I fixed my Yamaha PSS-A50
Finally writing this post after more than a year after actually fixing the thing, and two emails from friendly people following up on my initial findings. Big thanks to Scott and Ionică for reaching out with their experiences.
How to fix a PSS-A50 that won’t switch on
You will need a soldering iron, tweezers, bare wire, and a multimeter.
Take care and use protective surfaces, goggles, etc.
What we’re going to do
You are going to test and remove the F001 fuse from the main board and replace it with bare wire.
Doing it
- Remove the batteries.
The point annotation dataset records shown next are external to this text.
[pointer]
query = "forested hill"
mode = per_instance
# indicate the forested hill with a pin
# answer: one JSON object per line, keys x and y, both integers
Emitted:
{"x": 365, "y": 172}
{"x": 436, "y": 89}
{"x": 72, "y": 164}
Open your keyboard by removing the rear screws, including the ones under the battery cover.
- Flip the entire keyboard back the right way up, then carefully pull up the faceplate and flip it over backwards
- You can detach the ribbon connectors by pulling up the plastic collar, releasing the bare cables (see pic)
- If you have the appropriate tools, test the Fuse F001 for continuity. You can use the beepy mode on a multimeter to confirm that between the two sides of the fuse… there is no “beep” 😄
- We are going to remove the fuse F001 by heating it and the solder connecting it, then pushing it off the board upwards.
- Warm up a soldering iron. You can use a chisel tip the size of the fuse if you have one.
- Apply heat below (south of) the fuse in the gap between it and C006. Wait a bit and then try wiggling and pushing the iron “north”. Try to apply heat to the solder pads holding the component on. You can try maneuvering the fuse with tweezers as you heat the board solder.
- When it comes lose, pull the fuse off the board and put it to one side on a heatproof surface ♨
- Use your amazing soldering skills to lay down a little additional solder on the pads where the fuse came off
- Prepare the wire by stripping and bending a small bit the right length to bridge the pads, and offer it to the pads, like an ice hockey stick
- Warm one pad at a time, applying more solder as needed, until the wire adheres to one end, and then the other
- Twist or cut the wire to take away the excess which is not forming the connection
- You’re done!
- You can clean up any charring with isopropyl alcohol
Optionally, you can put some padding or tape or something over the connection if you want to protect it.
Afterwards
I found that the keyboard now powers on (yay) under batteries or USB. If you are testing with batteries, make sure they are new or fully recharged ones!
I had a suspicion for a while that it was eating batteries faster than usual. I can’t tell empirically whether this is true. Change the Battery Type setting on the keyboard (Shift + D4 key) to nI
if you are using NiMH or rechargeable batteries, and AL
if you are using Alkaline/Manganese batteries.